Plus tôt cette année, un groupe de programmeurs et de passionnés de Grand Theft Auto a publié «re3» et «reVC», des versions remastérisées des Grand Theft Auto (GTA) et Vice City de l'ère de la PlayStation 2 (PS2) sur lesquelles ils ont travaillé après rétroingénierie. Les projets ont permis aux fans de profiter de ces jeux datés avec des améliorations significatives et ont été un succès auprès des fans. Ils ont apporté entre autres des corrections de bogues, une caméra rotative, la prise en charge de la manette XInput sur PC, le support des écrans larges et l'absence d'écrans de chargement entre les îles. Il y a également des portages à destination de Switch, Wii U et Vita.
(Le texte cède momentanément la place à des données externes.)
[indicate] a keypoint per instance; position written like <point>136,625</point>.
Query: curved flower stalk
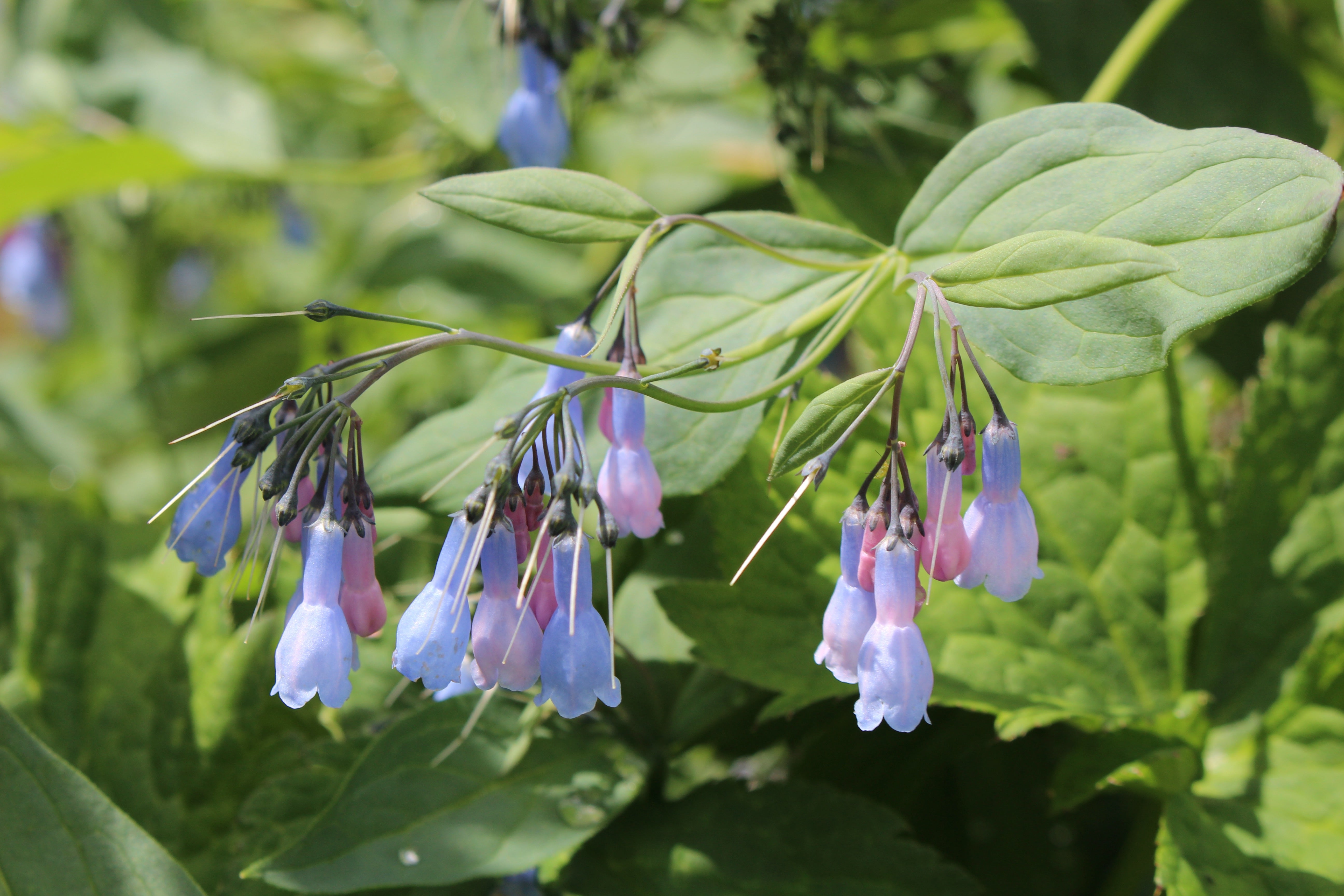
<point>943,492</point>
<point>361,596</point>
<point>851,610</point>
<point>576,659</point>
<point>316,651</point>
<point>209,520</point>
<point>628,481</point>
<point>499,617</point>
<point>533,131</point>
<point>431,636</point>
<point>1000,524</point>
<point>896,678</point>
Cependant, Take-Two et Rockstar Games s'y sont opposés et ont répondu par un retrait DMCA déposé sur Github pour que les référentiels soient supprimés.
Dans un premier temps, le chef des projets, surnommé "aap", a mis en doute l'authenticité du retrait. « Ce n'est pas impossible que ce soit juste un troll. Difficile à dire. Mais il vaut mieux supposer que c'est réel », a-t-il déclaré. Conformément aux exigences légales, GitHub s'est conformé à la demande de retrait et a supprimé les projets. Mais l'équipe derrière les projets avait la possibilité de déposer un contre-avis DMCA si elle était sûre que son travail est autorisé par la loi sur le droit d'auteur. Après avoir évalué ses options, c'est ce qu'elle a fait, laissant à Take-Two seulement deux semaines pour intenter une action en justice afin d'empêcher la réapparition du contenu sur Github.
À l'expiration de ce délai, la plateforme de codage a rétabli les projets "re3" et "reVC", conformément à la loi. « Nous affirmons que notre projet relève de l'usage loyal : notre objectif n'est clairement pas le piratage ou quoi que ce soit, car vous avez toujours besoin du jeu original. Au lieu de cela, nous voulons plutôt prendre soin du jeu en le réparant et en l'améliorant, et en l'amenant sur de nouvelles plateformes », avait déclaré "aap". « Cela a poussé de nombreuses personnes à acheter ou racheter le jeu chez Take-Two, donc ce n'est pas comme s'ils perdaient de l'argent, bien au contraire », a-t-il ajouté.
Si l'entreprise n'a pas agi dans les délais imparti (deux semaines) pour empêcher la restauration des projets sur GitHub, Take-Two a tout de même déposé une plainte début septembre contre l'équipe, arguant que le but des projets était de créer et de distribuer des versions piratées de GTA 3 et Vice City. La société a demandé des dommages-intérêts en vertu de la loi sur le droit d'auteur, affirmant que l'équipe avait copié, adapté et distribué « volontairement et malicieusement » son code source et d'autres contenus sans autorisation.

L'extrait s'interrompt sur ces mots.